Every now and then, part of the International Space Station returns to Earth, but other than that you don't hear much about it anymore. You wouldn't dare say off the top of your head how many men are on board now and what they're doing. Working on friendship between peoples, as was the intention? Recently, a few of them had been suffering from headaches, but that was due to weightlessness.
The entire station will be put to sea around 2030, and by then people will want to know the true value of this station. Has all this expensive research into weightlessness done enough good? When this newspaper checked how the flag was hung twelve years ago, it didn't look good. As much as the work produced results, it rarely ended up in decent journals. The upper leaves have been treated with decalcification of the fur and loss of muscle. Or perfect crystal growth under “zero gravity”.
“The International Space Station is an orbital turkey. It has not produced any important science,” said Steven Weinberg, a Nobel laureate in 2007. The picture has improved since then, and NASA, the funder and main user of the ISS, is pleased that It says that too. Annual Number of posts The “Top 100 Magazines” ranking has risen significantly and is also being streamlined nature, Sciences And the With people reachable. Judging by the positive trend in peer-reviewed articles expected Politician from Indiana University in 2017 that science on the International Space Station would be good. Science only takes time.
Oddly enough, it was NASA itself that once again cast doubt on the value of its work. At the end of 2020, the organization celebrated twenty years of research summary Scientific achievements that can be attributed to the International Space Station. It turns out that this is a mess with no real hack, unless you want to consider growing lettuce and radishes that are weightless in themselves. Or monitor natural disasters and identify bacteria within the contaminated platform.
Old-fashioned artillery shell
NASA must look for new platforms for research that anticipates missions to the Moon and Mars. Fortunately, there are enough of those. Very inspiring platforms still come from aircraft that provide weightlessness by putting themselves in free fall and doing so, more or less Equivalent path Like an old-fashioned cannonball. The idea appeared in the early 1950s and was first used to train astronauts in 1959.
It's not complicated. You bring a plane flying horizontally to maximum speed and then suddenly pull it back sharply. Then you reduce almost all of the engine power until there is only some power left to overcome air resistance. The plane then follows the classic parabolic path, resulting in weightlessness for the passengers, even in the high part of the parabola.
How long the weightless period lasts depends on the initial speed and the steepness of the angle at which the climb began. It usually takes about 25 seconds, but this has been shown to be enough for many types of research. Up to 30 to 60 parabolas can be described per trip at intervals of a few minutes. The European Space Agency (ESA) uses an Airbus A310 from Novespace in Bordeaux to conduct its research. The French also offer “Zero G” trips for individuals for 7,000 euros. A strong stomach is appreciated.

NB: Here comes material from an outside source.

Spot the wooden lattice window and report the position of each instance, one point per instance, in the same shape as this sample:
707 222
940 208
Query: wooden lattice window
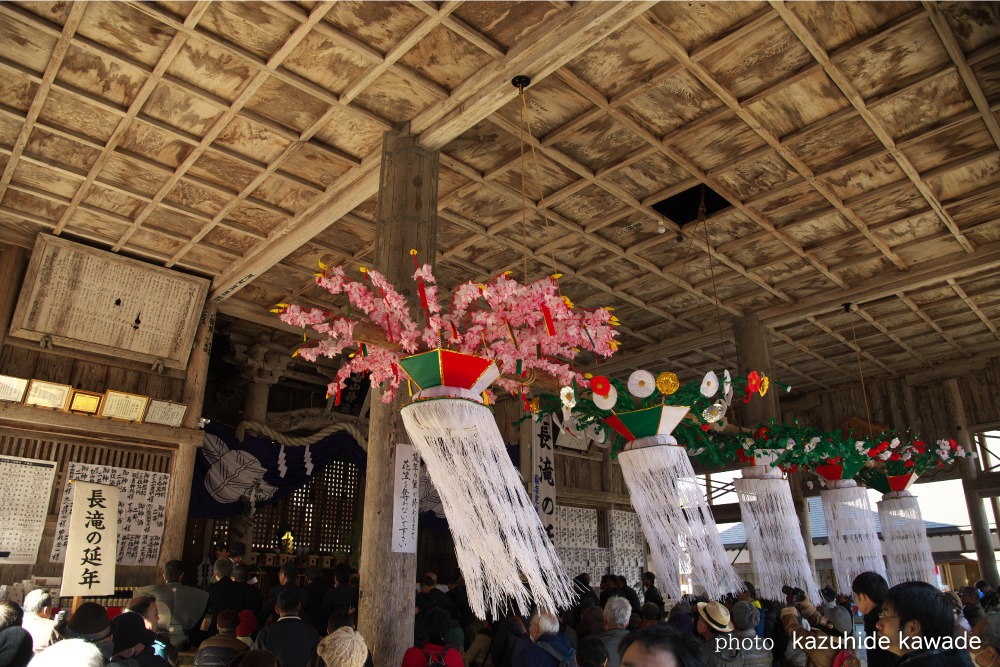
320 514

Weightlessness is not for the little man with his small wallet, unless he is lucky enough to take an elevator in a high-rise apartment building freed from its cables. They can then feel weightless for up to three seconds. With any luck, there'll be a facility at the bottom of the elevator shaft that can catch him, but if… Awful list From the incidents the Lifting Institute regularly posts, the chance of this happening is not high.
A closed, streamlined box
It is best to arrange it in valtorens (“Drop Towers”) that use the “elevator drop” concept to induce weightlessness for scientific research. There are about ten such towers. The Fallturm in Bremen, at 122 meters high, is the largest, and can also be vacuumed.
Elevator cabins always have the shape of a streamlined closed box in which test setups can be placed, with room for cameras. Sometimes the temperature can also be controlled. At time zero, the box is launched to a great height, and then, depending on the height of the fall, weightlessness occurs for a few seconds. In Bremen, the height of the fall is 110 meters and it takes 4.7 seconds to fall. But it can be doubled by shooting the box from the ground floor with an air catapult. This is then followed by a kind of compressed vertical parabola.
The fall tower at Portland State University in Oregon, which is 31.1 meters high, has a fall time of 2.1 seconds. When extensive scientific research is not being conducted, educator William A. Dietrich composition for small research Educational experiences. He places a cup of water in which a ball plug is floating in the falling container and asks his students what they think would happen if the container fell. They are then shown a video of the experiment. There are about a dozen such videos: of streamers, stacks of coins, a ball that can roll into a bowl, and more. Fascinating! The question was what do the short, jerky videos remind us of? Suddenly the answer was: to the first pictures taken of the Earth from space: by A V2-racket In 1946 and A A batting bull In 1959. Go see it.